HPLC measurement conditions 3-[({1-[(2-amino-9H-purin-9-yl) methyl] cyclopropyl} oxy) methyl] -8,8-dimethyl-3,7-dioxo-2,4 , 6-Trioxa-3λ5-phosphanon-1-yl-pivalate free base and its salt content were measured by high performance liquid chromatography (HPLC). Detailed measurement conditions are as follows.

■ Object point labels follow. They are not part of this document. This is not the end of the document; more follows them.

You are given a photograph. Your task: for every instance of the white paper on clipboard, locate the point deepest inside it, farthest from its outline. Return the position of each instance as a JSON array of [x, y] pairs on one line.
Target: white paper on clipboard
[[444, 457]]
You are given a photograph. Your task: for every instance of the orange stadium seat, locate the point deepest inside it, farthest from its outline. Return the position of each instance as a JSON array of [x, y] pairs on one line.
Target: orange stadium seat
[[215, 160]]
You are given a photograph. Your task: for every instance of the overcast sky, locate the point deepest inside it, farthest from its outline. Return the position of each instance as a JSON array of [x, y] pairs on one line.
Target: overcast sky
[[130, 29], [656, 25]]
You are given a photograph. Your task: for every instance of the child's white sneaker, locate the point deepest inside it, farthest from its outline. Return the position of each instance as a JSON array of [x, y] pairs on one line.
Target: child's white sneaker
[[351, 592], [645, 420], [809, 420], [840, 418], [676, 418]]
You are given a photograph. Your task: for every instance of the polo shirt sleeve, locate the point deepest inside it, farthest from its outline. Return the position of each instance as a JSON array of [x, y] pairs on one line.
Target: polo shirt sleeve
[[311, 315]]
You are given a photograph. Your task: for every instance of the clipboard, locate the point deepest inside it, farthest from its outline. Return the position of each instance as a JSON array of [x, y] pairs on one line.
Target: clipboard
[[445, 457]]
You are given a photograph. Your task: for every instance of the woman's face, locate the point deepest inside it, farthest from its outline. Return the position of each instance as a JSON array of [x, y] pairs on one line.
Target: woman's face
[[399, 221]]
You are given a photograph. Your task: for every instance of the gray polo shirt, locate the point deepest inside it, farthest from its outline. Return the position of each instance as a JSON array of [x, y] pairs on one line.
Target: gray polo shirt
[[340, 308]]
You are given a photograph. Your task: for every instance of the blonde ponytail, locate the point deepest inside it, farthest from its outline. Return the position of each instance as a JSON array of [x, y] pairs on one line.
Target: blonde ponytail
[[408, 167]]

Column: Waters Symmetry Shield C18 (4.6 × 250 mm, 5 μm)
Column temperature: 30 ° C
Flow rate: 1.0 mL / min Detection wavelength: UV309 nm
Eluent: A. Tetrahydrofuran / water = 3/7
B. Tetrahydrofuran / water = 8/2 (v / v, gradient elution)

Differential scanning calorimetry conditions
DSC curves were obtained using a Mettler Toledo DSC821 system. Samples of 2 to 5 mg were placed in an aluminum sample pan and heated over a temperature range of 25 to 250 ° C. at a heating rate of 10 ° C./min under a flow of nitrogen gas to investigate the thermal behavior. The sample pan cover had a pinhole to avoid an increase in pressure inside the sample pan.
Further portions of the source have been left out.